Financial consolidation solutions are tools that help businesses combine data from their subsidiaries or other entities for group reporting. This can reduce the amount of time and effort it takes to do these reports while ensuring compliance with regulations and improving accuracy.
These types of systems can be connected to different kinds of software, such as planning or budgeting systems like Anaplan or Adaptive Insights or corporate performance management platforms like Board. They can also be used to streamline the collection of multi-entity financial records into a central database that can then be consolidated into unified, real-time data sets for reporting, planning and decision-making purposes.

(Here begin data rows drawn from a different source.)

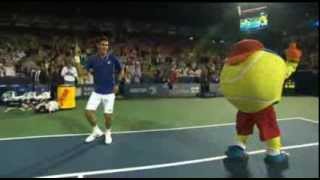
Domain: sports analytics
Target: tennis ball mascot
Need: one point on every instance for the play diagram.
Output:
(252, 79)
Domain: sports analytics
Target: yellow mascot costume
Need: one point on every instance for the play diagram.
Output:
(252, 80)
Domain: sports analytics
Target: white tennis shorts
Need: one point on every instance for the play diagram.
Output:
(106, 99)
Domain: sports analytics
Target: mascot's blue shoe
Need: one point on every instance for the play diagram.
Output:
(235, 152)
(277, 159)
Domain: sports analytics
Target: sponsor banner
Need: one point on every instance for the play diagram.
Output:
(185, 90)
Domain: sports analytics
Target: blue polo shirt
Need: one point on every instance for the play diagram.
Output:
(104, 72)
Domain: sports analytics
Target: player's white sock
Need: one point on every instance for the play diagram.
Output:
(96, 129)
(243, 146)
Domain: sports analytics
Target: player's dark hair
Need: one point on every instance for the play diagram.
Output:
(102, 38)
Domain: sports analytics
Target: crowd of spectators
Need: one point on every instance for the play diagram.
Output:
(146, 58)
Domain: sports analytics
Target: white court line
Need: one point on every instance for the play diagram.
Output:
(140, 131)
(156, 166)
(308, 120)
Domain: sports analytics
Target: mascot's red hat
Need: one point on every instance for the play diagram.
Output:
(242, 49)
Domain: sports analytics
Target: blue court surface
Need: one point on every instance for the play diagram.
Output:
(178, 152)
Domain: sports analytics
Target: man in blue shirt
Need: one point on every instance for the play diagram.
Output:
(104, 67)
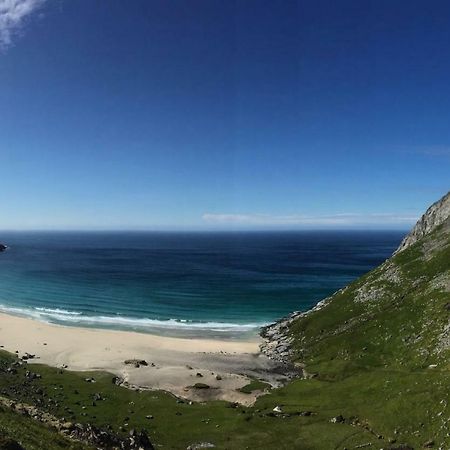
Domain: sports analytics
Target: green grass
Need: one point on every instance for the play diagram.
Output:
(371, 359)
(255, 385)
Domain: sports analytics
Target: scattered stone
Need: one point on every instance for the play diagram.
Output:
(201, 386)
(136, 362)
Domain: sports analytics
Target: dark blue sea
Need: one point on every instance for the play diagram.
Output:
(195, 284)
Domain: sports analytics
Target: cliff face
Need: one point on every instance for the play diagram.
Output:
(379, 349)
(435, 215)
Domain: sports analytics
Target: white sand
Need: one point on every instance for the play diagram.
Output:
(92, 349)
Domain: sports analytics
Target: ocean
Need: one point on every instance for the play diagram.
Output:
(223, 285)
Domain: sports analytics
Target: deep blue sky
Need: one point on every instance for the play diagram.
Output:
(218, 114)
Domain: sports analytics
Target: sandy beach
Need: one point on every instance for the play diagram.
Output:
(173, 363)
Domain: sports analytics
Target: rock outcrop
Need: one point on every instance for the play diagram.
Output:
(435, 215)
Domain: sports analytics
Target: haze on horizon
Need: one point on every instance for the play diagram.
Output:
(211, 115)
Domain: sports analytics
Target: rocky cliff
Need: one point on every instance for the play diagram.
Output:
(435, 215)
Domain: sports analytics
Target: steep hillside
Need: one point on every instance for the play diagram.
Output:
(380, 347)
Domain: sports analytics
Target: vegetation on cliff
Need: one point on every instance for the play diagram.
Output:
(374, 359)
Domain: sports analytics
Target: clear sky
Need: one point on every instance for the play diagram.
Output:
(213, 114)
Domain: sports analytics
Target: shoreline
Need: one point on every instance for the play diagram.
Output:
(174, 364)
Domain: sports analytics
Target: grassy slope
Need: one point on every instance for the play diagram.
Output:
(371, 359)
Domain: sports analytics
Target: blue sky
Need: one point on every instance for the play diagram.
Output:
(216, 115)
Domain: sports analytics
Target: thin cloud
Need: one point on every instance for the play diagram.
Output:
(13, 15)
(298, 220)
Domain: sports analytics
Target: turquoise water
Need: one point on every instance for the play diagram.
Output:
(221, 284)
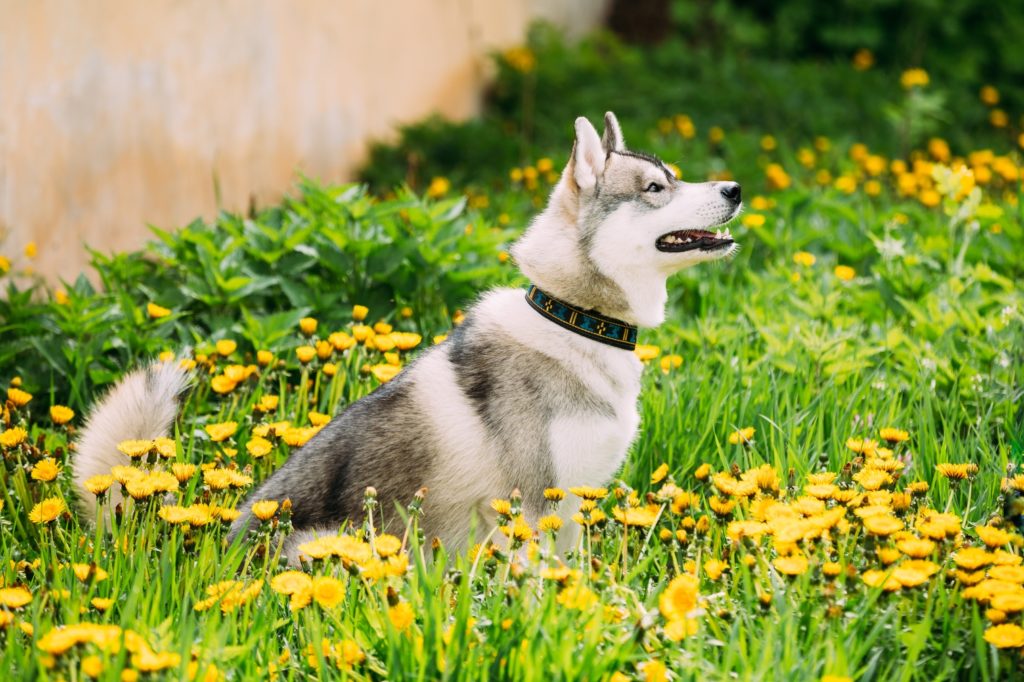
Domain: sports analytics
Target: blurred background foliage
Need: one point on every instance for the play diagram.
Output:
(806, 103)
(790, 68)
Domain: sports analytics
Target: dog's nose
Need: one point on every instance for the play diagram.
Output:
(731, 192)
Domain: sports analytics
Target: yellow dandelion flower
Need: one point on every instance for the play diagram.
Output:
(588, 493)
(182, 471)
(328, 592)
(680, 597)
(135, 449)
(646, 352)
(264, 509)
(18, 397)
(225, 347)
(638, 516)
(972, 558)
(318, 419)
(157, 311)
(13, 436)
(15, 597)
(291, 582)
(844, 272)
(258, 446)
(387, 545)
(550, 523)
(60, 415)
(804, 258)
(882, 524)
(913, 78)
(400, 615)
(222, 384)
(554, 494)
(956, 471)
(1009, 636)
(743, 436)
(267, 403)
(222, 431)
(305, 353)
(384, 373)
(45, 470)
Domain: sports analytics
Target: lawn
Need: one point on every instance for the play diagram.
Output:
(826, 484)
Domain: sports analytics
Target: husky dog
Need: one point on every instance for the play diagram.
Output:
(528, 392)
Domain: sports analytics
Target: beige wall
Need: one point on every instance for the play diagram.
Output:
(115, 114)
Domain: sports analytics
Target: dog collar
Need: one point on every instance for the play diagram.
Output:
(586, 323)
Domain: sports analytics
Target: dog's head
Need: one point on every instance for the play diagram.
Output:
(619, 223)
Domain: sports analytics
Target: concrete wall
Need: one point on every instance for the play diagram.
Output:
(115, 114)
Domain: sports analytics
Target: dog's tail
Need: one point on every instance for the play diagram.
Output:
(141, 406)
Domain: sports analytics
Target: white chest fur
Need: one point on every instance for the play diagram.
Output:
(587, 446)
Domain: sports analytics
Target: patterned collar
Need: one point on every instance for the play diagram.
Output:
(586, 323)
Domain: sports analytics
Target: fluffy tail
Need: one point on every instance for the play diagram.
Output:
(141, 406)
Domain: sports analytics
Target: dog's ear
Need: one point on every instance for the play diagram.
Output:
(612, 140)
(588, 156)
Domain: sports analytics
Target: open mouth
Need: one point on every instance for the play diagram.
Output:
(688, 240)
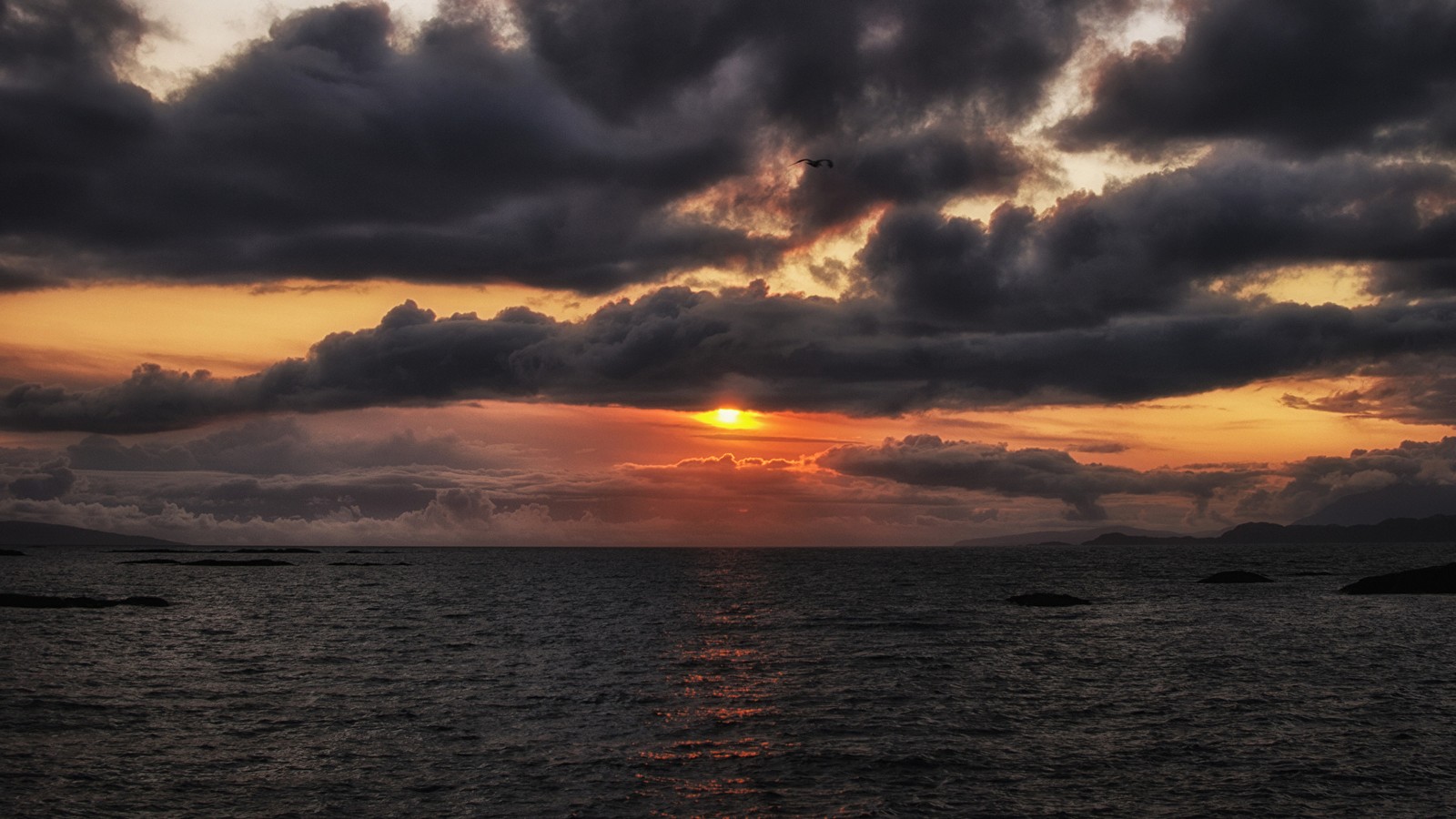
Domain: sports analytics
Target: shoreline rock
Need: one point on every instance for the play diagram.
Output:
(1237, 577)
(1429, 581)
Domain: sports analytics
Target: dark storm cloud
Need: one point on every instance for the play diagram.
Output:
(269, 448)
(337, 149)
(342, 147)
(1147, 245)
(689, 350)
(926, 460)
(924, 169)
(1314, 482)
(1412, 389)
(46, 481)
(822, 66)
(1308, 76)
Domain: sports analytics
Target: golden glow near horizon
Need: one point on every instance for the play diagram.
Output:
(730, 419)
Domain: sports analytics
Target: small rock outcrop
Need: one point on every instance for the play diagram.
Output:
(1237, 577)
(1431, 581)
(204, 561)
(44, 602)
(1047, 599)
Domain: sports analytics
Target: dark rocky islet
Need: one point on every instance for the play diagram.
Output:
(1046, 599)
(47, 602)
(204, 561)
(1429, 581)
(1237, 577)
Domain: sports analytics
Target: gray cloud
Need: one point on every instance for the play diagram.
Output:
(1307, 76)
(1318, 481)
(1152, 244)
(274, 446)
(688, 350)
(342, 147)
(926, 460)
(44, 481)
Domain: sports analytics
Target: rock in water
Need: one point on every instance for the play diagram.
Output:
(1046, 599)
(1431, 581)
(1235, 577)
(43, 602)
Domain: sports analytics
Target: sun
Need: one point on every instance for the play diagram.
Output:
(730, 419)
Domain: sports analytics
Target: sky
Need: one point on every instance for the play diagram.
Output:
(550, 273)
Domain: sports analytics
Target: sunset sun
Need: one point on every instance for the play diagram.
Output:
(730, 419)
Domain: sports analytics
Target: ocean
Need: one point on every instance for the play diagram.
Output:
(730, 682)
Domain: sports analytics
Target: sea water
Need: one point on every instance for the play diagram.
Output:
(730, 682)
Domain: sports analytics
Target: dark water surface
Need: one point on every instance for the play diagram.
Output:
(732, 682)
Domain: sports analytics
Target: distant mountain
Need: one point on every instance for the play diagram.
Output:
(1436, 530)
(1385, 503)
(1062, 537)
(28, 533)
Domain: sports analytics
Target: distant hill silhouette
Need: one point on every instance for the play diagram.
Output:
(1434, 530)
(1400, 500)
(29, 533)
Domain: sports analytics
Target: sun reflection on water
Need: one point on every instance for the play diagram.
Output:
(723, 681)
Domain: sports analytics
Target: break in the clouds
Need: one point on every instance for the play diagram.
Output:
(1305, 76)
(1148, 245)
(691, 350)
(342, 146)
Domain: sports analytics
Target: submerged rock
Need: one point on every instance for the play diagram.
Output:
(1431, 581)
(1235, 577)
(366, 562)
(44, 602)
(1047, 599)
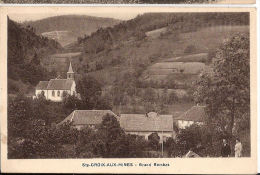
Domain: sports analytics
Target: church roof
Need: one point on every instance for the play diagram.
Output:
(143, 122)
(70, 69)
(87, 117)
(196, 113)
(42, 85)
(60, 84)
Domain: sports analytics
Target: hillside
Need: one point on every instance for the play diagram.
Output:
(67, 28)
(26, 51)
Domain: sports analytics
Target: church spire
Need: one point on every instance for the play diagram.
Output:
(70, 73)
(70, 69)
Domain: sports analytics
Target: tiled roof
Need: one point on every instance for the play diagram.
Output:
(142, 122)
(42, 85)
(87, 117)
(60, 84)
(196, 113)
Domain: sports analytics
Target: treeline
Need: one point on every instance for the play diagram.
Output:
(78, 25)
(111, 37)
(25, 52)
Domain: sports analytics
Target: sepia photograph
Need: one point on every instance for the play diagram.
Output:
(134, 84)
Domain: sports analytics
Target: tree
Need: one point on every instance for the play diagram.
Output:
(90, 90)
(226, 89)
(110, 134)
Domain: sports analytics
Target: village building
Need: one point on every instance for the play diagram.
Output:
(55, 89)
(86, 118)
(195, 115)
(146, 124)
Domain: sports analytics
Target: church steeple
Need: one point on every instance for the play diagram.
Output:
(70, 73)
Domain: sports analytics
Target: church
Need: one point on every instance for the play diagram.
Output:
(55, 89)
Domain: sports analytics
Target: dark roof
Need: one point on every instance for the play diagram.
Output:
(87, 117)
(42, 85)
(60, 84)
(191, 154)
(143, 122)
(196, 113)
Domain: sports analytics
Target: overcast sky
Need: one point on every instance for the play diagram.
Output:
(30, 17)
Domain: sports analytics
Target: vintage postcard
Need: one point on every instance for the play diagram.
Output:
(128, 90)
(128, 1)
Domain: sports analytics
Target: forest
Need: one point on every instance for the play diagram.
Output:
(25, 53)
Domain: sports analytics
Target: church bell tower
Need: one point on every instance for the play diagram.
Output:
(70, 73)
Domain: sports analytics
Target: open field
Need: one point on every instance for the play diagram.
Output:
(63, 37)
(200, 57)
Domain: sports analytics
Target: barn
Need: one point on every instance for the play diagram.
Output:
(146, 124)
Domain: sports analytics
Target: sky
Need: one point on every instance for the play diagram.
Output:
(33, 17)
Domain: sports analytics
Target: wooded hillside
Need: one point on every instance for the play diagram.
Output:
(25, 52)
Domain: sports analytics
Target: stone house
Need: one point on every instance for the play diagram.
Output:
(55, 89)
(86, 118)
(195, 115)
(146, 124)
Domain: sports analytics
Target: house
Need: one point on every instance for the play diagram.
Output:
(191, 154)
(195, 115)
(84, 118)
(146, 124)
(55, 89)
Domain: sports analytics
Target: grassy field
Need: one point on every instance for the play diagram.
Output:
(201, 57)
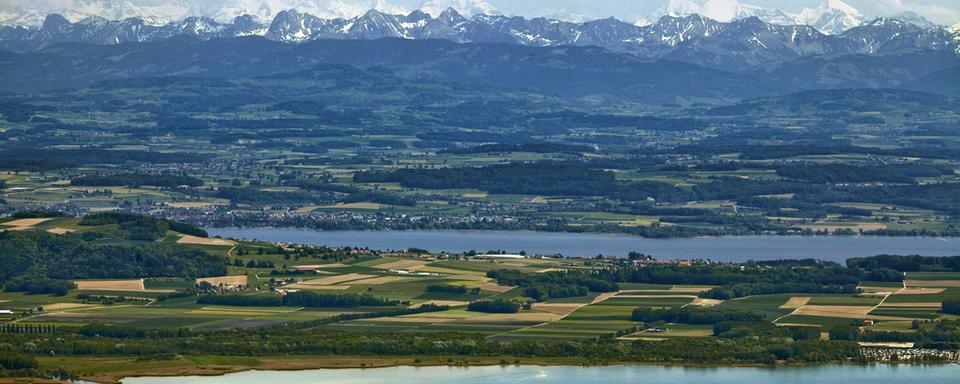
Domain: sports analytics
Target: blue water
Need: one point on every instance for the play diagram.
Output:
(578, 244)
(872, 374)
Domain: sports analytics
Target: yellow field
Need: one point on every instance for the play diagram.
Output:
(532, 317)
(402, 264)
(27, 223)
(320, 287)
(135, 285)
(187, 239)
(855, 227)
(382, 280)
(228, 281)
(933, 283)
(795, 302)
(319, 266)
(495, 288)
(936, 305)
(558, 309)
(706, 302)
(65, 306)
(353, 206)
(194, 204)
(839, 311)
(921, 291)
(452, 303)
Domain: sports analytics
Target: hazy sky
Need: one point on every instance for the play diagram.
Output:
(945, 12)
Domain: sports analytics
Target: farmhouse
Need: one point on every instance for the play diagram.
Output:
(503, 256)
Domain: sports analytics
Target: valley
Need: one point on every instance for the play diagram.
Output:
(759, 194)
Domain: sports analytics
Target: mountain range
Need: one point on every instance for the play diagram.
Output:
(736, 45)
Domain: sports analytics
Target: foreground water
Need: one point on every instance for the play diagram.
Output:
(834, 248)
(872, 374)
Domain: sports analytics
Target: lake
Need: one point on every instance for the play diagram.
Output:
(834, 248)
(846, 374)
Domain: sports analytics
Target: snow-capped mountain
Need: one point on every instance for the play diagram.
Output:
(831, 17)
(735, 45)
(464, 7)
(888, 34)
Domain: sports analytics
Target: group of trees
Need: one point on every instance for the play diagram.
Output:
(44, 255)
(913, 263)
(844, 173)
(494, 306)
(298, 299)
(308, 339)
(951, 306)
(459, 289)
(544, 286)
(693, 315)
(44, 159)
(39, 286)
(140, 227)
(137, 179)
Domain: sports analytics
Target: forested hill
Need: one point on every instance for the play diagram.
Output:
(124, 253)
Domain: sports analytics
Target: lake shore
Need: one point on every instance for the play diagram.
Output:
(112, 370)
(722, 249)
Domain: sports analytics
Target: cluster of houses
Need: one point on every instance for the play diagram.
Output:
(910, 354)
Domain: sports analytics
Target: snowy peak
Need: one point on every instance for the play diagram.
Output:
(831, 17)
(915, 19)
(464, 7)
(296, 27)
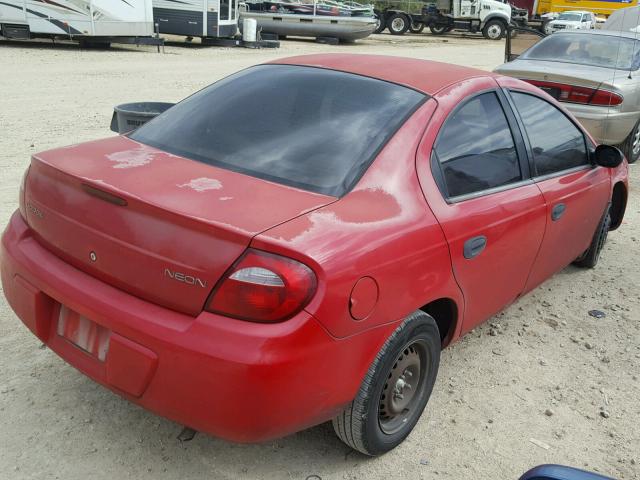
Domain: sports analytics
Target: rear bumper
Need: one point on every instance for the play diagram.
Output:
(611, 128)
(236, 380)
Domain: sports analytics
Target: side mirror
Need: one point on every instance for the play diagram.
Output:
(608, 156)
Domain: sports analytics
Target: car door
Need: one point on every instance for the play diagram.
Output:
(491, 213)
(576, 192)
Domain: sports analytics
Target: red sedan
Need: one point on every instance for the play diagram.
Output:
(297, 242)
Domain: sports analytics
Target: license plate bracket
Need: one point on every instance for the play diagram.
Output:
(83, 333)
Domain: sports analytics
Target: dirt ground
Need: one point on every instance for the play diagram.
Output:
(543, 382)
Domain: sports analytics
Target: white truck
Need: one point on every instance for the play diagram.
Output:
(97, 22)
(491, 17)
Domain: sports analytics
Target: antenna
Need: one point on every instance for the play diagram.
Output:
(635, 38)
(615, 69)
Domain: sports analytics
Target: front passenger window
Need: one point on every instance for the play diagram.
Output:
(556, 142)
(475, 148)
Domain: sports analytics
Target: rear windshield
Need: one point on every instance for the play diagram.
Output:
(595, 50)
(306, 127)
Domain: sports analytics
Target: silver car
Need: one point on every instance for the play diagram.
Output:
(595, 73)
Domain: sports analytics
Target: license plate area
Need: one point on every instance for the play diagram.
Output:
(83, 333)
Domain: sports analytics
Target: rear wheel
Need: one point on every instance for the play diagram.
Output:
(589, 259)
(380, 23)
(416, 27)
(395, 390)
(438, 29)
(494, 30)
(631, 146)
(398, 24)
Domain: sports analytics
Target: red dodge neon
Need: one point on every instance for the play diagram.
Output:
(297, 242)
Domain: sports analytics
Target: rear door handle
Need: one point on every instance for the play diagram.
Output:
(474, 246)
(557, 211)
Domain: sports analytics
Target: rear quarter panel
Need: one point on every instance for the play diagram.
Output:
(382, 229)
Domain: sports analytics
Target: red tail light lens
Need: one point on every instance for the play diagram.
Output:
(573, 94)
(263, 287)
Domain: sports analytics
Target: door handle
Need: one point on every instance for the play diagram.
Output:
(474, 246)
(557, 211)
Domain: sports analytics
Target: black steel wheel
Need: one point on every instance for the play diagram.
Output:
(494, 29)
(398, 24)
(416, 27)
(589, 259)
(395, 390)
(380, 23)
(438, 29)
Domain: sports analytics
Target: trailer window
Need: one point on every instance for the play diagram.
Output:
(224, 9)
(307, 127)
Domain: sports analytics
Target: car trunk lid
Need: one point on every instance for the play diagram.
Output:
(159, 226)
(565, 73)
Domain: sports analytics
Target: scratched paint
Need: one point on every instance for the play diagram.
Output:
(131, 158)
(203, 184)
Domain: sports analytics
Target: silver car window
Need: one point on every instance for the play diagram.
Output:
(594, 50)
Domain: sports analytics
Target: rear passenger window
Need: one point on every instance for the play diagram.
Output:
(556, 142)
(476, 149)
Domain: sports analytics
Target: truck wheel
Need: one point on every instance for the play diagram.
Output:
(416, 27)
(380, 24)
(395, 390)
(397, 24)
(438, 29)
(494, 30)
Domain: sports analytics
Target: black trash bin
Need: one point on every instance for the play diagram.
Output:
(129, 116)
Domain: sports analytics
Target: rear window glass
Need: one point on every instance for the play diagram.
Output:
(587, 49)
(307, 127)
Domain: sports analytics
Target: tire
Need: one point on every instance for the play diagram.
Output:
(494, 30)
(369, 424)
(416, 27)
(438, 29)
(380, 24)
(398, 24)
(589, 259)
(631, 146)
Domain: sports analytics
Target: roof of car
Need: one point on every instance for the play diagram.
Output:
(424, 75)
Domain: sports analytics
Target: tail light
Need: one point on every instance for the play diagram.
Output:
(584, 95)
(21, 201)
(263, 287)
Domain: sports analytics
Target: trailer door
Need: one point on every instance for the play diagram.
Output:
(227, 25)
(56, 18)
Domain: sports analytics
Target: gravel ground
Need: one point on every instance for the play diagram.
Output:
(543, 382)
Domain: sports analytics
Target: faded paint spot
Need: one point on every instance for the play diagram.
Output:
(203, 184)
(131, 158)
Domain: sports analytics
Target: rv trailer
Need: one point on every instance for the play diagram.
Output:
(92, 21)
(197, 18)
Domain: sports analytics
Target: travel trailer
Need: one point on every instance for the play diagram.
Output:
(92, 21)
(197, 18)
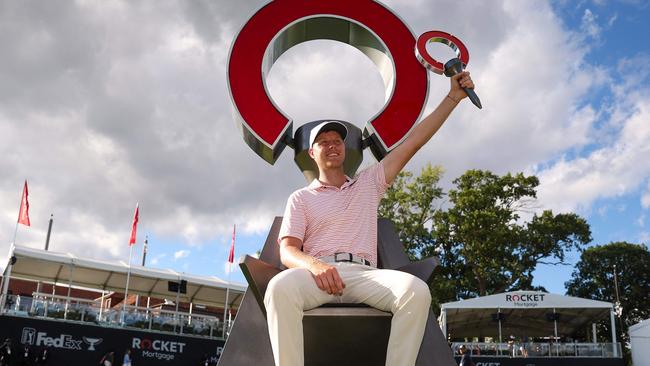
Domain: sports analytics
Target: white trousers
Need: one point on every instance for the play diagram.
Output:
(293, 291)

Using these solutions can improve the overall quality of a company’s financial reports, and they can often come with built-in reporting tools that make it easier to create consolidated balance sheets, income statements and cash flow statements. In addition, these types of software can automate much of the consolidation process, which can reduce human error and shorten overall consolidation close times.
Depending on the type of financial consolidation solution, some may be cloud-native and operate on a software as a service (SaaS) model, while others are installed locally or on-premises. Some are designed to be used with a particular accounting system, such as QuickBooks or Oracle, while others can be integrated with various other platforms that companies use for financial reporting, planning and budgeting, such as Adaptive Insights or Anaplan. For instance, Rephop is a specialized financial consolidation software that automates the process and helps to simplify the financial close, providing a faster and more accurate way to consolidate data.